Exile on Main St. : le chaos magnifié
Il n'est pas un disque, il est un pays où l'on se perd pour ne plus jamais revenir.
En 1971, fuyant le fisc britannique, les Stones s’enterrent dans la moiteur de la villa Nellcôte, sur la Côte d’Azur. Dans les sous-sols transformés en studio de fortune, la chaleur est telle que les guitares se désaccordent et que les musiciens s’évanouissent. C’est ici, dans cet inconfort héroïque, que se sculpte Exile on Main St.. Jimmy Miller, aux manettes, doit composer avec une acoustique de cave, capturant un son boueux, dense, presque impénétrable. Keith Richards, souverain de ce désordre, plaque des accords ouverts sur sa Telecaster pendant que la section rythmique de Bill Wyman et Charlie Watts tente de stabiliser ce navire ivre.
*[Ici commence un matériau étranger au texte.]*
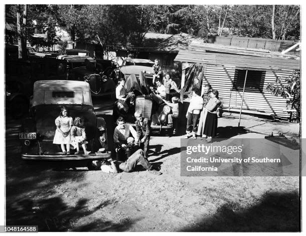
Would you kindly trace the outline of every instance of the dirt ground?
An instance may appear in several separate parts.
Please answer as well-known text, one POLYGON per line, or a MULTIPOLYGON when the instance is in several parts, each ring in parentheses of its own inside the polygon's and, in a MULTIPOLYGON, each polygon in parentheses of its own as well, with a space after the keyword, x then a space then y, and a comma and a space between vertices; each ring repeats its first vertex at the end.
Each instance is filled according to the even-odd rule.
MULTIPOLYGON (((111 115, 111 103, 101 103, 95 102, 96 112, 111 115)), ((240 129, 236 118, 220 118, 218 132, 262 138, 282 131, 298 138, 299 124, 252 118, 244 116, 240 129)), ((300 230, 298 177, 180 176, 182 136, 156 134, 149 160, 159 176, 30 164, 20 158, 20 123, 6 115, 6 225, 38 225, 40 231, 300 230)))

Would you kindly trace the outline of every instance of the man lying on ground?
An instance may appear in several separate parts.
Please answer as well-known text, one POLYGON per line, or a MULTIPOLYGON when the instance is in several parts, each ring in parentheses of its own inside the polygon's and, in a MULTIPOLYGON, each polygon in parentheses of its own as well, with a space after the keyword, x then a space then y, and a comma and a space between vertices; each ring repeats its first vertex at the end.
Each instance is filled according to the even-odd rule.
POLYGON ((162 174, 161 172, 154 169, 153 166, 144 157, 144 153, 142 149, 136 151, 124 162, 110 159, 102 162, 92 161, 92 165, 94 169, 100 169, 106 173, 119 173, 121 171, 132 172, 137 165, 140 165, 150 173, 156 175, 162 174))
On n’écoute pas cet album, on l’inhume. C’est une plongée dans les racines du blues, du gospel et de la country, passées au tamis d’une décadence aristocratique. Le mixage de Jagger noie volontairement les voix sous les cuivres de Bobby Keys, forçant l’auditeur à chercher la mélodie comme on cherche son chemin dans un bar enfumé au petit matin.
Tenir cette pochette, ce collage de Robert Frank, c’était posséder le manifeste d’une survie. Ce double vinyle ne cherchait pas la perfection, il cherchait la vérité organique d’un groupe qui s’effondre et se reconstruit à chaque mesure. Pour beaucoup, c’est le son d’un été sans fin, celui de nos vingt ans, où l’on comprenait enfin que le rock n’était pas une musique, mais une endurance.
Exile on Main St. reste l’ultime témoignage d’une époque où l’imperfection était la forme la plus pure de l’élégance.